Para ti, minha filha,

Deixo de herança todas as minhas mazelas.

Que tua alma se consuma feito a minha,

No caldeirão de malfeitos no qual fui marinada e ungida,

Posto que sou sagrada.

Mas que tu entendas, minha filha:

Até os meus malfeitos são perfeitos –

Milimetricamente perfeitos –

Lustrosos e rebuscados ao ponto de mentes menos sagazes os defenderem.

Sou teu arquétipo e não admito que diferente de mim sejas.
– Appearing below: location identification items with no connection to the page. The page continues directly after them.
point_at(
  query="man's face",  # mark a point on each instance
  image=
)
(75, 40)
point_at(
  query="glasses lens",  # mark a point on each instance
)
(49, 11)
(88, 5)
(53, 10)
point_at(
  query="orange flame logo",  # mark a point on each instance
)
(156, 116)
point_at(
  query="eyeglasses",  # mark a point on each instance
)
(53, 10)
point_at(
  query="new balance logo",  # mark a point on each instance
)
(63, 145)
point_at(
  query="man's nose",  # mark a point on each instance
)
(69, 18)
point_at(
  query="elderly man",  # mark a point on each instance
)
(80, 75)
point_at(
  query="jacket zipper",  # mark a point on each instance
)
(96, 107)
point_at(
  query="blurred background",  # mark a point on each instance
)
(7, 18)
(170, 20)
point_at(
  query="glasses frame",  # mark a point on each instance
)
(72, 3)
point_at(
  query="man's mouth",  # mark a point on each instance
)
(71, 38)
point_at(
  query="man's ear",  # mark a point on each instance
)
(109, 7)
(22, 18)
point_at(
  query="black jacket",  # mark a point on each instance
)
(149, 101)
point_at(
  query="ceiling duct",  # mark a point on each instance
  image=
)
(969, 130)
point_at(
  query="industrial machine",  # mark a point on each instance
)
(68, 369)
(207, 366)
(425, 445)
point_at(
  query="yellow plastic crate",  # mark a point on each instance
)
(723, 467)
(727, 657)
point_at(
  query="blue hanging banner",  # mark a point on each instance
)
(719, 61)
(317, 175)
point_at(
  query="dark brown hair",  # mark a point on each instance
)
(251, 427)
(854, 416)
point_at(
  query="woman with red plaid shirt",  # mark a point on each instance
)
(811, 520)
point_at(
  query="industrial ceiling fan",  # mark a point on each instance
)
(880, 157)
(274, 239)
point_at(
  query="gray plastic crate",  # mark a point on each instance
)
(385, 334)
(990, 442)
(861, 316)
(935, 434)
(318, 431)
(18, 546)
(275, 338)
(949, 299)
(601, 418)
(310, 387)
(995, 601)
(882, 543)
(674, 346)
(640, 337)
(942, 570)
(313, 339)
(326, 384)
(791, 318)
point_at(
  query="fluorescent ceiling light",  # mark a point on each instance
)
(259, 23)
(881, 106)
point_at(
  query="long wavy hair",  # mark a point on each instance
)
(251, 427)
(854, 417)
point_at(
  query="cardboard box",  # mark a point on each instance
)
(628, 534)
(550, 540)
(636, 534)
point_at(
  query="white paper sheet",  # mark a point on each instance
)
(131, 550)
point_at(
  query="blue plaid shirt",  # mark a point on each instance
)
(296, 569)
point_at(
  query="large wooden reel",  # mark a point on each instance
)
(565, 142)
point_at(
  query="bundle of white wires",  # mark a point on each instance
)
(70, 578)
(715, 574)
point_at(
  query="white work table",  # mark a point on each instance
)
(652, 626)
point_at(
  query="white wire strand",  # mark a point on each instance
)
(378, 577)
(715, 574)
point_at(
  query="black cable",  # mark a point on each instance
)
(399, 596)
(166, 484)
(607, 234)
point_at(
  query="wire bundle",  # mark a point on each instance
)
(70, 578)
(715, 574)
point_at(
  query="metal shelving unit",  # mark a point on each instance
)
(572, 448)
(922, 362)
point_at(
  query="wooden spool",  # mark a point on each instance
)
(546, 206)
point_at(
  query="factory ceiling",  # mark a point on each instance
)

Sou tua juíza e teu algoz –

Cassei tua voz! –

E projeto em ti tudo que sou,

Que nego,

Que invejo –

Sou pura inveja! –

Que odeio,

Que gostaria de ter sido,

Que nunca fui.

Agradeças, minha filha.

E quando pensares em ser diferente,

Bem no fundo da tua mente,

Ouvirás a minhas voz e não te atentarás

Que sou dona do teu inconsciente.

Esta é para ti a minha fiel herança:

Tornei-te esta insegura criança,

Que jamais será capaz de perceber,

Até mesmo quando adulta,

Que és apenas mais uma de minhas infinitas –

E ainda assim narcisicamente perfeitas –

Lambanças.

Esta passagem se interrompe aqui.